Downstream eval lift per SVM-decided route: AnswerRelevancy and TaskCompletion sliced by route, vs a no-routing baseline.

from fi.evals import GroundTruthMatch, EmbeddingSimilarity

match = GroundTruthMatch()
sim = EmbeddingSimilarity()

result_a = match.evaluate(output="technical", expected_response="technical")
result_b = sim.evaluate(text_a="App keeps crashing", text_b="The application freezes")
print(result_a.score, result_b.score)

Common Mistakes

Choosing kernel by reflex. RBF is the popular default; check linear and polynomial empirically — the right kernel often beats RBF on tabular embeddings.
Conflating SVR with SVM classification. They have different loss functions and different evaluation metrics; do not benchmark them with each other’s signals.
Skipping calibration. SVM outputs are decision functions, not probabilities; if you need probabilities, run Platt scaling or isotonic regression on top.
Training once, deploying forever. Embedding versions change, distributions shift; SVMs need a refresh schedule and a regression-eval gate.
Ignoring class imbalance. A 95/5 split lets a degenerate SVM hit 95% accuracy by always predicting the majority class.

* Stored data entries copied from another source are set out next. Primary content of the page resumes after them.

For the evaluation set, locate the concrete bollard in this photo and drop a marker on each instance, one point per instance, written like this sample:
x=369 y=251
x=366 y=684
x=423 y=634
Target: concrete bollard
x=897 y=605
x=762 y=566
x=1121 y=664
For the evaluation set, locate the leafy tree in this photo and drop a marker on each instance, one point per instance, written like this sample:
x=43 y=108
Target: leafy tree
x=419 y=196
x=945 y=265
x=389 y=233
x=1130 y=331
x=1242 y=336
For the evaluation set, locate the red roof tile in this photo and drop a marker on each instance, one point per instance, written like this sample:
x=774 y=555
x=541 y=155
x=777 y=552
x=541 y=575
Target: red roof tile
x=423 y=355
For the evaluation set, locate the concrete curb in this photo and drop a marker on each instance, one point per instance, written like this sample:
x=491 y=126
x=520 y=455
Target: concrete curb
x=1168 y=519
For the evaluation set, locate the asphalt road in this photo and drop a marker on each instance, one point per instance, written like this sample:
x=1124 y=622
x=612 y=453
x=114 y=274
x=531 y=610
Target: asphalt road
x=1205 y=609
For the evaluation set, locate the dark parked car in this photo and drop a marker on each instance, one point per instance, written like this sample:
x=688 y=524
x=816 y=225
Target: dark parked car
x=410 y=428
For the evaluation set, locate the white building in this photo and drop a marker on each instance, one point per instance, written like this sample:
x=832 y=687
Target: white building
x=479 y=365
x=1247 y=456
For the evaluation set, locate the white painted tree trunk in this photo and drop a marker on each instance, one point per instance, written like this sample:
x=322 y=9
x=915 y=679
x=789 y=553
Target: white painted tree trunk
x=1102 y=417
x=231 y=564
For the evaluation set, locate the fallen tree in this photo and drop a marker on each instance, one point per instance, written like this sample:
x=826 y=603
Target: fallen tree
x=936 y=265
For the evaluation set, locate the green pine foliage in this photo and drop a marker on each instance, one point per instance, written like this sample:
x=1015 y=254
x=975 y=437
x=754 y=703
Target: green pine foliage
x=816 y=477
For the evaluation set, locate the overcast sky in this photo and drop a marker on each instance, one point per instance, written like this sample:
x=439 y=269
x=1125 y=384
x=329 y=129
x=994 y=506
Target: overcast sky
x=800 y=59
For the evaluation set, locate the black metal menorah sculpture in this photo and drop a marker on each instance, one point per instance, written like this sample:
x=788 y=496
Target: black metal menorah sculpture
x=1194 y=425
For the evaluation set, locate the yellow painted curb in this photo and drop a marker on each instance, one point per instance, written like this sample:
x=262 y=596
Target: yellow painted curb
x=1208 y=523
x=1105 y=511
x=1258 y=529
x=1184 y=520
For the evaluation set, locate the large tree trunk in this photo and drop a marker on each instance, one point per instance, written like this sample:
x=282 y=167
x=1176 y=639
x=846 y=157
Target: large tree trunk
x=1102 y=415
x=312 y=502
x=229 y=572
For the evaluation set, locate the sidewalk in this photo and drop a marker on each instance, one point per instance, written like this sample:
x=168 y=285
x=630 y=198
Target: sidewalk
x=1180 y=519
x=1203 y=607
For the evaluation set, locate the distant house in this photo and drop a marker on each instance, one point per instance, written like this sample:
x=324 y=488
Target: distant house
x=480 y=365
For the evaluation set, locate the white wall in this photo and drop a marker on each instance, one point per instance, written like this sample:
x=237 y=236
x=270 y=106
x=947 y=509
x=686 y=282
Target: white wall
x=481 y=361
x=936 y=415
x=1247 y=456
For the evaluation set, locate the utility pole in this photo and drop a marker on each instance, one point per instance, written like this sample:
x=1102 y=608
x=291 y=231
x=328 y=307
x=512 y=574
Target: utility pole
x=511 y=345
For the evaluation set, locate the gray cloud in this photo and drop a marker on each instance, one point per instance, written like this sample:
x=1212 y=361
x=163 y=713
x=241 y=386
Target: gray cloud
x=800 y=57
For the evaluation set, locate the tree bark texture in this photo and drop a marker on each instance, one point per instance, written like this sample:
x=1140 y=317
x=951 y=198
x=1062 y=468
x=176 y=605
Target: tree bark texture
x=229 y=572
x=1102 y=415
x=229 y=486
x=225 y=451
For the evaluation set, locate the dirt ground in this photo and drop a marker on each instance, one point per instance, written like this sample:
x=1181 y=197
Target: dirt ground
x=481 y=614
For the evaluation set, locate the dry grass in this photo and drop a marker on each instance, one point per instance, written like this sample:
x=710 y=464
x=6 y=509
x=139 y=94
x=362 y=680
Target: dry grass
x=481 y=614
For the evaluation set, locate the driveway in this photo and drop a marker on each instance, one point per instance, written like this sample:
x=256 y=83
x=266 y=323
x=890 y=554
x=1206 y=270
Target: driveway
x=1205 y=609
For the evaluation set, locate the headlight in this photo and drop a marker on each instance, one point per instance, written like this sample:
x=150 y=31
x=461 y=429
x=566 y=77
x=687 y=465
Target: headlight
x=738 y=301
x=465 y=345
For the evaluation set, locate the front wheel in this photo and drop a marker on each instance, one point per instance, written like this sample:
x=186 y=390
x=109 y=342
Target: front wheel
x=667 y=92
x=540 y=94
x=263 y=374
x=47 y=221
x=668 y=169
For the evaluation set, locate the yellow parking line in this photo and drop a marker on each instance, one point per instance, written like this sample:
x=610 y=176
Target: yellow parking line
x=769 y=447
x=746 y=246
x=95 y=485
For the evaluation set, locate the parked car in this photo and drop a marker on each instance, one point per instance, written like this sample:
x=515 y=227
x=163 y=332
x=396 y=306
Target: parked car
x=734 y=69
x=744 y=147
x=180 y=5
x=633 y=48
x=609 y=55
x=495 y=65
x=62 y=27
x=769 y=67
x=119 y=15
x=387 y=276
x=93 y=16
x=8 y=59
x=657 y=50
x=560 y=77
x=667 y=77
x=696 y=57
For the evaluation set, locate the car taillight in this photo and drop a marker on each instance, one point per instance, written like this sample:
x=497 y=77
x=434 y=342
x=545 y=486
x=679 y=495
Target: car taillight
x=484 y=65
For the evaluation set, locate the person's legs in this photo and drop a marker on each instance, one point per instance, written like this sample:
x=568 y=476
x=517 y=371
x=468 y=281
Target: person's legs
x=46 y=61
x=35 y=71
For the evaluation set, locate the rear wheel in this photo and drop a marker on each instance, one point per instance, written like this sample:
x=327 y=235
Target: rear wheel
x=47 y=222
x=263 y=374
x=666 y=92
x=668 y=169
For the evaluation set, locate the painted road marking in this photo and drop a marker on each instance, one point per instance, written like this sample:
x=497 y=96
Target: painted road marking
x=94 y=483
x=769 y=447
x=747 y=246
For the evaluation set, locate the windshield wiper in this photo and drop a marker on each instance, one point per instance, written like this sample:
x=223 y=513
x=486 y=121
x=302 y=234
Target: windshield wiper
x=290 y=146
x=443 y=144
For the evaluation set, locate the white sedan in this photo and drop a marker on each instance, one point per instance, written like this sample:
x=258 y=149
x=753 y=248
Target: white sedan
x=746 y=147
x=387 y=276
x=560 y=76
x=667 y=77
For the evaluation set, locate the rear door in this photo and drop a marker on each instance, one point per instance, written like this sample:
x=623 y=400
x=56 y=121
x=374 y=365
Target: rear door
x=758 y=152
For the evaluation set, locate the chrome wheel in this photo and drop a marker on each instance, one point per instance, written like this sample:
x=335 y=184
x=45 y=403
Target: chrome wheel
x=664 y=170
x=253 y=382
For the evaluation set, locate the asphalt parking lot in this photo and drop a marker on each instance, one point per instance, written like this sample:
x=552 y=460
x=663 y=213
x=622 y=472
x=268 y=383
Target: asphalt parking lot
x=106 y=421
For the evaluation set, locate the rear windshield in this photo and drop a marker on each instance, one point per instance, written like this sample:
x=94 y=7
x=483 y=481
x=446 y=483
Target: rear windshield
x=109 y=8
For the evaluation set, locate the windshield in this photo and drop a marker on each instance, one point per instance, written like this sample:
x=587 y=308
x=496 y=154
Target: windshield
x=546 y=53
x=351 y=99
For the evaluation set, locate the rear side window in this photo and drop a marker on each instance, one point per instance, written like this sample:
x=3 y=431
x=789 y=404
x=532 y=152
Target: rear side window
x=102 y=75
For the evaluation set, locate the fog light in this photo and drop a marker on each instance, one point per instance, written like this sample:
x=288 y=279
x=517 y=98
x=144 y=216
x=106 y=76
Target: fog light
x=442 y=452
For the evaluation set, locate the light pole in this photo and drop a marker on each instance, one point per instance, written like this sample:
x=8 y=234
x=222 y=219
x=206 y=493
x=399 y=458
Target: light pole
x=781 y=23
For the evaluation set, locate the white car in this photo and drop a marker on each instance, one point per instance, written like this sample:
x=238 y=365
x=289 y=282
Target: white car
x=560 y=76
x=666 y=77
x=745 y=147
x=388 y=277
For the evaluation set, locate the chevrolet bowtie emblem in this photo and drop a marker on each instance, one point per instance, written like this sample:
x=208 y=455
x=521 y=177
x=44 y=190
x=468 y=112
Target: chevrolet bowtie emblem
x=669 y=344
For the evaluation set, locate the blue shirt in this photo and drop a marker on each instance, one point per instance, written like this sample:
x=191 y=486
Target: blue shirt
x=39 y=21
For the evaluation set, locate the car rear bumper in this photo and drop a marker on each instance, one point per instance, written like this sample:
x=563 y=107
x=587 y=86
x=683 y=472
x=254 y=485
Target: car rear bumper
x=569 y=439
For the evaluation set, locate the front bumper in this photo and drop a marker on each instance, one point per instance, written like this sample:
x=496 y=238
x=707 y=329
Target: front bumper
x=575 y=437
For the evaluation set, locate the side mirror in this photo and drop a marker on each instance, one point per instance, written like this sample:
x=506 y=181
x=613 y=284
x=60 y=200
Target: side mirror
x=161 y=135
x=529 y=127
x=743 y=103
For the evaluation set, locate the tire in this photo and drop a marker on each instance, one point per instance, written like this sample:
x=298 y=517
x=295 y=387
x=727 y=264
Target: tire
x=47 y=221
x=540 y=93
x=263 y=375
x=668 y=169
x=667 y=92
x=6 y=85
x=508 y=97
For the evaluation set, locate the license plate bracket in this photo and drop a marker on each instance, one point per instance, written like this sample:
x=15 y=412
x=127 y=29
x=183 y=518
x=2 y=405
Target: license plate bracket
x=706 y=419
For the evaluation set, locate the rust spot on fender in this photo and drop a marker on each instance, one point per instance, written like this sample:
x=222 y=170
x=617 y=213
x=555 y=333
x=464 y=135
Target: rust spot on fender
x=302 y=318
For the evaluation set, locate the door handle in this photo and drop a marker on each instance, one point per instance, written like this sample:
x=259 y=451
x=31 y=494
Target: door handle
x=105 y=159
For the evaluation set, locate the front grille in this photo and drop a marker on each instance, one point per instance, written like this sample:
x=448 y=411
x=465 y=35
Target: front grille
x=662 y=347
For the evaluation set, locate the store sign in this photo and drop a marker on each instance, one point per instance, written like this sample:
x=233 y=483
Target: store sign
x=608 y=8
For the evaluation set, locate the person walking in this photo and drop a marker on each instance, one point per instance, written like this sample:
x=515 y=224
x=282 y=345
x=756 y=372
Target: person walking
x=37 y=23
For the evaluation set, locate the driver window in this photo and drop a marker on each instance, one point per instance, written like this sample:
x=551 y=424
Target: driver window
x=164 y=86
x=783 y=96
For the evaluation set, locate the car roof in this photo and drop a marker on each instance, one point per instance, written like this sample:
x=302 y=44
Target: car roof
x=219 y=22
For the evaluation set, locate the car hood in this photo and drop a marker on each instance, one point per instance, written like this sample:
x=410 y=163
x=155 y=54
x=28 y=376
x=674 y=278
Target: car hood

Frequently Asked Questions

What are support vector machines (SVM)?

SVMs are a family of supervised learning algorithms that find the maximum-margin hyperplane separating classes, with kernel functions extending the technique to non-linear data and variants for classification, regression, and novelty detection.

What is the difference between SVM and SVR?

SVM (classification) finds the hyperplane separating classes. SVR (support vector regression) fits a function within an epsilon-tube around the data, treating points outside the tube as the support vectors that define the regressor.

Why use SVM in an LLM pipeline instead of a small transformer?

SVMs have sub-millisecond inference, deterministic outputs, no GPU requirement, and minimal labelled-data needs. For high-frequency routing or gating decisions over fixed embeddings, those properties beat what a tiny transformer offers.